Skip links

Web-based AI analysis: Measuring the innovation performance of companies with InnoProb

Robert Dehghan

Web-based AI indicators offer a comprehensive, granular, up-to-date and cost-effective alternative to traditional data collection methods. We at are pioneers in the field of web-based indicator technology. With webAI, we are developing an artificial intelligence that provides our customers with market and company information in real-time.

20. November 2020

Market and company data help stakeholders in business and politics to make informed decisions. Due to the increasing acceleration of societal processes, traditional data collection methods often deliver outdated results since a lot of time passes between collection and analysis. A high manual workload and the associated personnel costs prevent a higher frequency of data collection. As a result, relevant data is often not available in granular form for all levels of analysis and coverage is therefore limited.

webAI Deep Market Intelligence

Web-based AI indicators offer a comprehensive, granular, up-to-date and cost-effective alternative. We at are pioneers in the field of web-based indicator technology. With webAI, we are developing an artificial intelligence that provides our customers with market and company information in real-time. With webAI we search web mass data with high frequency and identify the most relevant information by means of artificial intelligence. The system extracts relevant knowledge and makes it available to our clients in an easily accessible form. We call this “Deep Market Intelligence”. This automated process allows us to answer individual questions, update results daily and realize significant cost savings compared to traditional data collection methods.

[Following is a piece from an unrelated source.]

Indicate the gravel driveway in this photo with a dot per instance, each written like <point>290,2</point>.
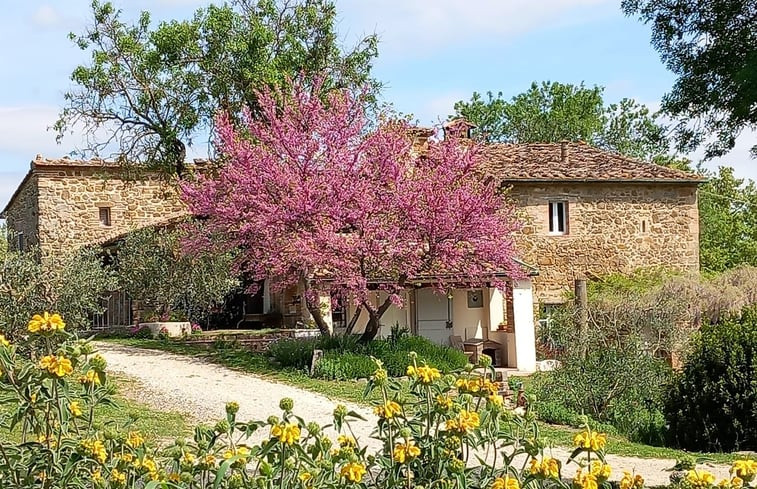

webAI InnoProb identifies innovative companies

The InnoProb Score is an example of such a webAI indicator. The score is calculated daily by for all companies with their own website and is therefore available comprehensively and up-to-date. A direct comparison shows that InnoProb results are in no way inferior to the quality of traditional data collection methods. In comprehensive scientific studies1 , our method for the web-based collection of market information scores very well and delivers comparable results to information from traditional data sources. The map below, for example, shows the detailed distribution of innovative and non-innovative companies in Berlin: On the one hand, as predicted by InnoProb (“Predictions” – top right in the chart) and on the other hand, as collected in a traditional company survey (“Survey” – bottom right in the chart).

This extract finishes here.